R3’s Corda distributed ledger platform will support digital currencies later, a spokesperson for the financial innovation company has confirmed.
Corda was used by R3 and over 15 of its consortium member banks to successfully complete two prototypes that demonstrate how distributed ledger technology can address the key challenges facing the $45 billion global trade finance industry.
The spokesperson says to Cointelegraph:
“The prototypes didn’t require native currencies, but the products we are developing will be designed to support existing fiat currencies and native digital currencies.”
What is Corda?
Corda is a distributed ledger platform designed from the ground up to record, manage and synchronise financial agreements between regulated financial institutions.
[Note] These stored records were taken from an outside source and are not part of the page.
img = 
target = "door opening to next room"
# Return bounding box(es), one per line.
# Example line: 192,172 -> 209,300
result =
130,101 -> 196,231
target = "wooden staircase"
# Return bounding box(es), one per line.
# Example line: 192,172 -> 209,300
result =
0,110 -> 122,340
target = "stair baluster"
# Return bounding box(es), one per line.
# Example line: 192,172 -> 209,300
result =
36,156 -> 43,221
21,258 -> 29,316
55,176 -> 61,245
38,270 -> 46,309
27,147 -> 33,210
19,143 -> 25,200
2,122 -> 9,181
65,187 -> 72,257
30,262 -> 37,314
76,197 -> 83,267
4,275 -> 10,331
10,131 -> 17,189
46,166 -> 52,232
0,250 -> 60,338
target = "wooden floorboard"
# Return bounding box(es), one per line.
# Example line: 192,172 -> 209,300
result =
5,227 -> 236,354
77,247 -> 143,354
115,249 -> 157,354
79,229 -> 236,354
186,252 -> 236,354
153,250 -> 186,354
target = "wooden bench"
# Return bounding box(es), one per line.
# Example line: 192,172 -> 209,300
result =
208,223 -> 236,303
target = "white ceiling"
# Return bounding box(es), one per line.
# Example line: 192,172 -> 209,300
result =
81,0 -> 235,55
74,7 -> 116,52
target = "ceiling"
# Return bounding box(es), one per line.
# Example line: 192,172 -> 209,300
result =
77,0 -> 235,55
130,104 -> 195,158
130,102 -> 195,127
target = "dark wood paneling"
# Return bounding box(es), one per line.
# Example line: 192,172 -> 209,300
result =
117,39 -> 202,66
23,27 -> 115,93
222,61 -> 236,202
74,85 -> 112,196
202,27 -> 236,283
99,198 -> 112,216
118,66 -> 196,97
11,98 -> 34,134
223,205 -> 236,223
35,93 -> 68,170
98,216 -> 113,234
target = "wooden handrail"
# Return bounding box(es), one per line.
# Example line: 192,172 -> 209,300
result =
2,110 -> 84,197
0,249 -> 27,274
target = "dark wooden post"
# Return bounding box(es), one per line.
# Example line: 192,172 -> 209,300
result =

It is built on industry-standard tools, supports a variety of consensus mechanisms and has no native cryptocurrency.
The banks designed and utilised self-executing transaction agreements, known as smart contracts, on the platform to process accounts receivable (AR) purchase transactions, also known as invoice financing or factoring, and letter of credit (LOC) transactions.
Both AR and LOC transactions are widely used methods of trade financing in global financial markets. According to the spokesperson, the prototypes produced findings that can be rolled into new products some of which could be ready for production and use in 2017.
They will be available to all interested users and not just for the member banks that participated in the trial - Barclays, BBVA, BNP Paribas, Commonwealth Bank of Australia, Danske Bank, ING Bank, Intesa Sanpaolo, Natixis, Nordea, Scotiabank, UBS, UniCredit, U.S. Bank and Wells Fargo.
Designing prototypes
On the choice of designing prototypes to process AR and LOC transactions and not any other form of transactions, the spokesperson says AR and LC transactions contain most of the essential elements of other trade finance transactions and both prototypes provided extremely valuable learnings that can be applied to the broad range of other transactions types.
The writer notes via email:
“AR finance, for example, both intercompany and bank lead, accounts for over 70% of global trade finance, and is at the core of the growing open account business and “supply chain finance”. The LC prototype, despite being designed around a traditional unloved product, is still a core trade services product offered by leading banks in the global trade industry and provided valuable feedback in the area of transaction speed and cost savings.”
Saving time and reducing fraud risk
Traditional processes surrounding trade finance are largely paper-based, time consuming and prone to risk and fraud. These inefficiencies undermine trade which is a significant source of revenue for banks.
However, with this technology, estimates suggest that it has the scope to reduce operational and compliance costs of paper-based trade financing by 10 to 15% and provide a platform for banks to grow revenues by as much as 15%.
Distributed ledger technology’s ability to provide a single, immutable record of a trade, verified by all parties involved in a transaction provides several benefits for trade financing which include reducing fraud risk and removal of time-consuming reconciliation processes.